Yang paling dikhawatirkannya, anak didiknya tak bisa lagi memainkan alat musik. 

“Gak ada jam ngajar, meskipun daring. Paling takut nanti anak-anak kagok,” ungkap pria yang pernah membawa UMS Surakarta menduduki peringkat empat di Grandprix Marchingband (GPMB) Jakarta 2019 itu.

Banting Setir

Baca Juga: Dalih Sayang, Kronologi Guru Les Silvia Culik Anak Murid Berusia 9 Tahun

Tak patah arang, ia pun banting setir lantaran skill basic yang dimiliki tidak lagi bisa menghasilan pundi-pundi rupiah.

Sekarang, ia mencoba menapakai untuk menjadi petani. Jangan salah, bukan seperti petani kebanyakan. Lebih tepatnya bertani tumbuhan air untuk kebutuhan seni menata akuarium atau yang dikenal dengan aquascape.

“Bertani tumbuhan air di rumah. Enaknya usaha ini gak memakan lahan dan bisa dilakukan di dalam rumah,” bebernya.

Setelah mengetahui dasar-dasar merawat tumbuhan air, selama dua bulan. Ulum pun menyulap lantai rumahnya menjadi lahan bercocok tanam, tentunya di dalam akuarium atau tank biasa hobbies menyebutnya.

“Saya intens belajar aquascape, khususnya tanaman air kurang lebih dua bulan. Itu fokus dan continue ya. Sebelumnya saya penghobi juga soalnya,” jelasnya.

Dikatakan, bisnis tanaman aquascape cukup menggiurkan. Mengingat pangsa pasarnya luas. Selain itu, banyak penghobi baru selama pagebluk melanda Indonesia. Sehingga pundi-pundi rupiah pun mengalir ke kantong.

“Pasarnya seluruh Indonesia ya. Kita jualnya secara online, bisa melalui media sosial ataupun online shop,” ungkapnya.

Harga setiap tanaman yang dijualnya bervariasi, mulai dari yang termurah Rp15.000 per pot, hingga Rp150.000 per rizom.

“Memang sekilas kelihatan sepele, tetapi kalau gak diniati ya gak jadi. Kita dituntut tahu, jenis tumbuhan serta karakternya, daya lampu, inject CO2, cuaca, soil, pupuk, hardscape dan tentunya kualitas dan PH air,” paparnya.

Musuh terbesar scaper, disebutnya adalah algae.
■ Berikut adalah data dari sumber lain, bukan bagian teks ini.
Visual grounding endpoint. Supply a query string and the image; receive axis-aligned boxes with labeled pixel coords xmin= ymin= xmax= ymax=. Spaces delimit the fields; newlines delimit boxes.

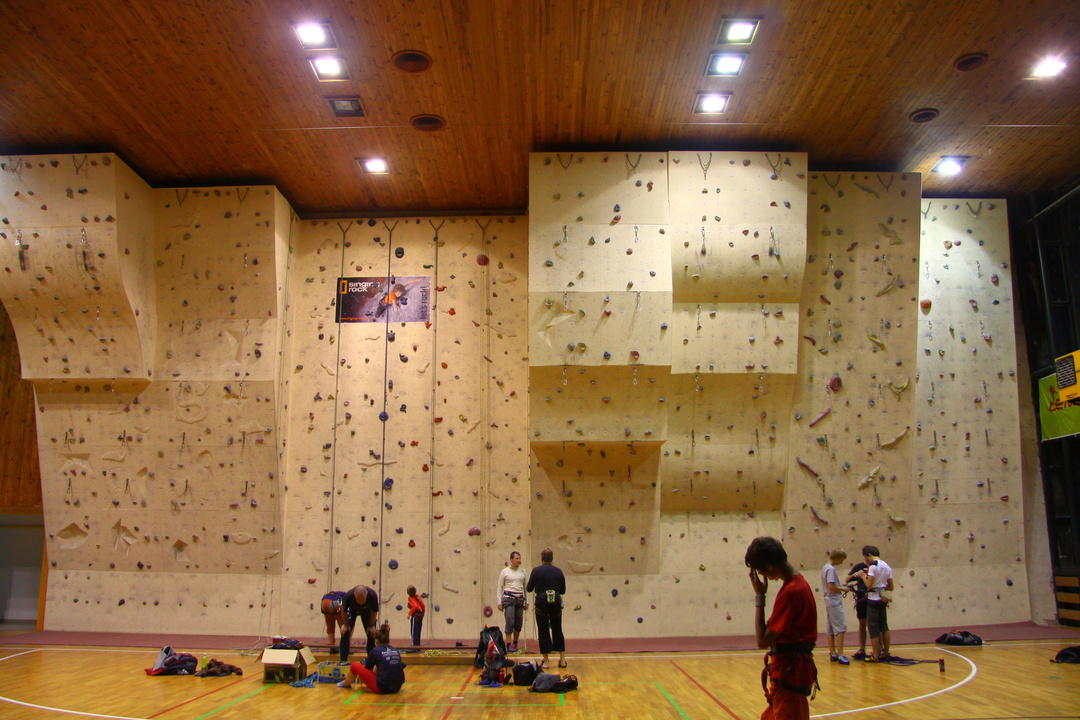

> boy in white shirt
xmin=860 ymin=545 xmax=893 ymax=663
xmin=821 ymin=549 xmax=851 ymax=665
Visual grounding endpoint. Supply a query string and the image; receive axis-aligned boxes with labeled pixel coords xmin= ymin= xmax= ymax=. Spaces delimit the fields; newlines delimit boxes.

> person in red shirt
xmin=407 ymin=585 xmax=428 ymax=648
xmin=745 ymin=538 xmax=818 ymax=720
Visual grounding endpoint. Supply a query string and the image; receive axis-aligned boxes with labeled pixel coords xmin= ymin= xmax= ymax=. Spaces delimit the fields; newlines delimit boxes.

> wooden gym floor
xmin=0 ymin=638 xmax=1080 ymax=720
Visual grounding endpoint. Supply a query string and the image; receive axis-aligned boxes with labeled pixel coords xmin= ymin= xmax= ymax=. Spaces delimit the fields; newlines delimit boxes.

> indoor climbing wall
xmin=529 ymin=152 xmax=807 ymax=636
xmin=283 ymin=217 xmax=529 ymax=639
xmin=783 ymin=173 xmax=921 ymax=570
xmin=661 ymin=152 xmax=807 ymax=513
xmin=904 ymin=199 xmax=1030 ymax=625
xmin=3 ymin=155 xmax=291 ymax=633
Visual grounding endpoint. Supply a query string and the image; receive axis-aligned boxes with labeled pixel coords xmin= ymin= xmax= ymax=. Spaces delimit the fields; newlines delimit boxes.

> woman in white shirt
xmin=499 ymin=551 xmax=529 ymax=652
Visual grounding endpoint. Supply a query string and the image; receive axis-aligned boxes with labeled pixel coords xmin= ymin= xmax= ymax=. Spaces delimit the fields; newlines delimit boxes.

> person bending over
xmin=338 ymin=585 xmax=379 ymax=663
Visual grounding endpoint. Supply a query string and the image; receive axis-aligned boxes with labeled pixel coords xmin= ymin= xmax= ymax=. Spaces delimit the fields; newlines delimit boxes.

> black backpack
xmin=473 ymin=625 xmax=513 ymax=669
xmin=1050 ymin=646 xmax=1080 ymax=663
xmin=514 ymin=660 xmax=540 ymax=688
xmin=529 ymin=673 xmax=578 ymax=693
xmin=934 ymin=630 xmax=983 ymax=646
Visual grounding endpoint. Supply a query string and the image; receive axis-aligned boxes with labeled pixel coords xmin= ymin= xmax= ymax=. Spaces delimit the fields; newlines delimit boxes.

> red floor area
xmin=0 ymin=623 xmax=1080 ymax=653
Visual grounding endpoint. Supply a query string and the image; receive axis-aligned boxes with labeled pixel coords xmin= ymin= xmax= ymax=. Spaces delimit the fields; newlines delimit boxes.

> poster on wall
xmin=1039 ymin=373 xmax=1080 ymax=440
xmin=337 ymin=275 xmax=431 ymax=323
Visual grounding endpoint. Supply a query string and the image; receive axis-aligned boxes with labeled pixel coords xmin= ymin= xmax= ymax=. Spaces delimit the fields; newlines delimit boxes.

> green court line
xmin=345 ymin=682 xmax=570 ymax=708
xmin=657 ymin=682 xmax=690 ymax=720
xmin=195 ymin=684 xmax=270 ymax=720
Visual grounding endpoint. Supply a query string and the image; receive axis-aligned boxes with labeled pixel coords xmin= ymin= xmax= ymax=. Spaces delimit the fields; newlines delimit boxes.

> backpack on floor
xmin=934 ymin=630 xmax=983 ymax=646
xmin=473 ymin=625 xmax=508 ymax=669
xmin=529 ymin=673 xmax=578 ymax=693
xmin=1050 ymin=646 xmax=1080 ymax=663
xmin=513 ymin=660 xmax=540 ymax=688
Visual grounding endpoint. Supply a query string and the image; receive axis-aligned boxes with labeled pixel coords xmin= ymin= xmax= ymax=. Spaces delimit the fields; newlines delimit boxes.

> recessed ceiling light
xmin=693 ymin=93 xmax=731 ymax=114
xmin=705 ymin=53 xmax=746 ymax=78
xmin=390 ymin=50 xmax=432 ymax=72
xmin=930 ymin=155 xmax=970 ymax=176
xmin=1031 ymin=57 xmax=1068 ymax=78
xmin=310 ymin=55 xmax=349 ymax=81
xmin=293 ymin=23 xmax=337 ymax=50
xmin=326 ymin=97 xmax=364 ymax=118
xmin=717 ymin=17 xmax=761 ymax=45
xmin=907 ymin=108 xmax=941 ymax=123
xmin=356 ymin=158 xmax=390 ymax=175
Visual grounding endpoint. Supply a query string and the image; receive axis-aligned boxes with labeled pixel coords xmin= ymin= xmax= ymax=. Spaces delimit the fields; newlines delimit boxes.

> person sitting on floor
xmin=338 ymin=623 xmax=405 ymax=695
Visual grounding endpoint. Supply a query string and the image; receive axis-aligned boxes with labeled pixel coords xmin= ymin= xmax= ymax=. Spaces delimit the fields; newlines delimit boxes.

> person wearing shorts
xmin=821 ymin=549 xmax=851 ymax=665
xmin=862 ymin=545 xmax=893 ymax=663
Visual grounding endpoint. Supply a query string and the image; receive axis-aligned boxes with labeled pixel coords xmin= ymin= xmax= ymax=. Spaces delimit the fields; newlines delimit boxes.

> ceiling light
xmin=693 ymin=93 xmax=731 ymax=114
xmin=311 ymin=55 xmax=349 ymax=80
xmin=930 ymin=155 xmax=970 ymax=176
xmin=1031 ymin=57 xmax=1068 ymax=78
xmin=326 ymin=97 xmax=364 ymax=118
xmin=705 ymin=53 xmax=746 ymax=78
xmin=293 ymin=23 xmax=337 ymax=50
xmin=356 ymin=158 xmax=390 ymax=175
xmin=717 ymin=17 xmax=760 ymax=45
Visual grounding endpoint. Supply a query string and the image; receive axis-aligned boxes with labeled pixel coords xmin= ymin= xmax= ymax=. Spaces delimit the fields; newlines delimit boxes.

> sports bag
xmin=513 ymin=660 xmax=540 ymax=687
xmin=1050 ymin=646 xmax=1080 ymax=663
xmin=934 ymin=630 xmax=983 ymax=646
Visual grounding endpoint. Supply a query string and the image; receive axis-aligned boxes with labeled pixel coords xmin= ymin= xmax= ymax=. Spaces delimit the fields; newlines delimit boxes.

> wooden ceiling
xmin=0 ymin=0 xmax=1080 ymax=216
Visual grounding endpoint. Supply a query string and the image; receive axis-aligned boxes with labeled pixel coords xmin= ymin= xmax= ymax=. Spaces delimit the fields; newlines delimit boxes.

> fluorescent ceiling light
xmin=718 ymin=18 xmax=760 ymax=45
xmin=311 ymin=55 xmax=349 ymax=80
xmin=693 ymin=93 xmax=731 ymax=114
xmin=930 ymin=155 xmax=969 ymax=176
xmin=293 ymin=23 xmax=337 ymax=50
xmin=705 ymin=53 xmax=746 ymax=78
xmin=357 ymin=158 xmax=390 ymax=175
xmin=1031 ymin=57 xmax=1068 ymax=78
xmin=326 ymin=97 xmax=364 ymax=118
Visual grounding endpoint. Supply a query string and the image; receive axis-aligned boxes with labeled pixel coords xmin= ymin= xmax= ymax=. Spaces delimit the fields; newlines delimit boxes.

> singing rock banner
xmin=337 ymin=276 xmax=431 ymax=323
xmin=1039 ymin=375 xmax=1080 ymax=440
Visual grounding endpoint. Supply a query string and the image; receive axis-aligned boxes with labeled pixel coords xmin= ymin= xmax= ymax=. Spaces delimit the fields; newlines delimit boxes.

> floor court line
xmin=671 ymin=661 xmax=740 ymax=720
xmin=810 ymin=648 xmax=978 ymax=718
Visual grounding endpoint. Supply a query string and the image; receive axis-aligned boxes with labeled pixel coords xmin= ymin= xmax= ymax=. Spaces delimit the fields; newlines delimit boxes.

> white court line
xmin=0 ymin=648 xmax=152 ymax=720
xmin=810 ymin=648 xmax=978 ymax=718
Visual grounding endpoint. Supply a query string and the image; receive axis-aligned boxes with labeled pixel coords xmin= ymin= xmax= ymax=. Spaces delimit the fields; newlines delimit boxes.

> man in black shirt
xmin=525 ymin=547 xmax=566 ymax=667
xmin=338 ymin=585 xmax=379 ymax=663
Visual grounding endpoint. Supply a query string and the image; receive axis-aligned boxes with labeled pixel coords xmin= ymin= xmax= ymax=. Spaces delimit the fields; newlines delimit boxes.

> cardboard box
xmin=259 ymin=648 xmax=315 ymax=682
xmin=315 ymin=660 xmax=352 ymax=682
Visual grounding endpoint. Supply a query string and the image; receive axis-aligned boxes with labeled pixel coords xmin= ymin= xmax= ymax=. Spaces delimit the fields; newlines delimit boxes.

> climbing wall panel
xmin=285 ymin=218 xmax=528 ymax=637
xmin=669 ymin=152 xmax=807 ymax=302
xmin=672 ymin=302 xmax=799 ymax=375
xmin=908 ymin=200 xmax=1028 ymax=622
xmin=661 ymin=375 xmax=795 ymax=513
xmin=12 ymin=170 xmax=291 ymax=633
xmin=784 ymin=173 xmax=920 ymax=569
xmin=0 ymin=154 xmax=154 ymax=379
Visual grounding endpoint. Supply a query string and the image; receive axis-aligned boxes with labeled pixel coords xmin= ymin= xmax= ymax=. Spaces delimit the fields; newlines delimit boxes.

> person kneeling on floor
xmin=338 ymin=623 xmax=405 ymax=695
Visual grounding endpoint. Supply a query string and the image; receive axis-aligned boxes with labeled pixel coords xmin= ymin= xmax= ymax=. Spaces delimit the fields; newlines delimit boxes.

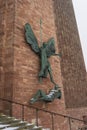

Jenis lumut ini biasanya muncul ketika faktor pencahayaan dan temperatur air kurang pas.

“Solusinya sesuaikan pencahayaan, dikasih pula pembasmi alga. Karena kalau dibiarkan tumbuhan akan mati,” ucapnya.

Saat ini, hampir semua jenis tumbuhan air dikembangkan di farm-nya. Dimulai dari aneka moss, jenis-jensi anubias, buchepalandra, dan bermacam tanaman stemplant.